# Youth Age Question



## Fowlmouth (Oct 4, 2008)

Are kids considered youth to the age of 17 for all hunts now? (big game and small game)

In the past kids were considered youth up to age 15 for waterfowl, but 17 for big game hunting. I remember reading somewhere that the DWR was considering making the youth age 17 for all hunts. Did it happen?
TIA......


----------



## Clarq (Jul 21, 2011)

The proposal to move the youth age to 17 was proposed for upland game seasons only. They didn't propose a change for the waterfowl youth age (probably due to some federal regulation or something).

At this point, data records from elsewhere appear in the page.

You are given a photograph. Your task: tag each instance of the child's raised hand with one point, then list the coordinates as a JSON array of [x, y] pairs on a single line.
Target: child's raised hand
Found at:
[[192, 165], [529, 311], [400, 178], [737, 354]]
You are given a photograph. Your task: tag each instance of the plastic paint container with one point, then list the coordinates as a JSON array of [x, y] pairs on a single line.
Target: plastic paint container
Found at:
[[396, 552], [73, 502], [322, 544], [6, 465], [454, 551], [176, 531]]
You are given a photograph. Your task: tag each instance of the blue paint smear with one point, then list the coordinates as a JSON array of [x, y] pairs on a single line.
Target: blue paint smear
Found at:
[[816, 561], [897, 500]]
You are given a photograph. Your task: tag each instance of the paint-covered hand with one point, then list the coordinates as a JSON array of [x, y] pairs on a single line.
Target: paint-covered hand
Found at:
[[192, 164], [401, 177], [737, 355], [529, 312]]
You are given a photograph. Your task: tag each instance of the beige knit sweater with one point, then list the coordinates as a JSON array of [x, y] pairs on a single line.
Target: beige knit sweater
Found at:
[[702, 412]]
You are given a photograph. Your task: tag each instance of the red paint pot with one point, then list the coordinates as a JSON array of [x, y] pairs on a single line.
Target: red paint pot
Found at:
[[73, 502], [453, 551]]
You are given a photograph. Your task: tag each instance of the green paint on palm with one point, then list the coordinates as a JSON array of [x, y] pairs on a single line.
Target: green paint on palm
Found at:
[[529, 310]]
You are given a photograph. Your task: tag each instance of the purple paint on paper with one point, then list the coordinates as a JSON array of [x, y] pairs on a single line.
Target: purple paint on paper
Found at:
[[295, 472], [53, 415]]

I wish I knew for certain if it passed. I can't imagine why it wouldn't.


----------



## Fowlmouth (Oct 4, 2008)

It never made sense to have different youth ages for different hunts. You are a youth or you aren't! Just make it 17 years of age for everything, simple right? 
8)

I thought waterfowl, big game and upland game were all going to be standardized to 17 years of age to be considered a youth. That's a real bum deal if waterfowl isn't included.........


----------



## Critter (Mar 20, 2010)

The problem with waterfowl is that you have to deal with the feds and nothing is simple with them.


----------



## Huge29 (Sep 17, 2007)

It is 17 for big game.


----------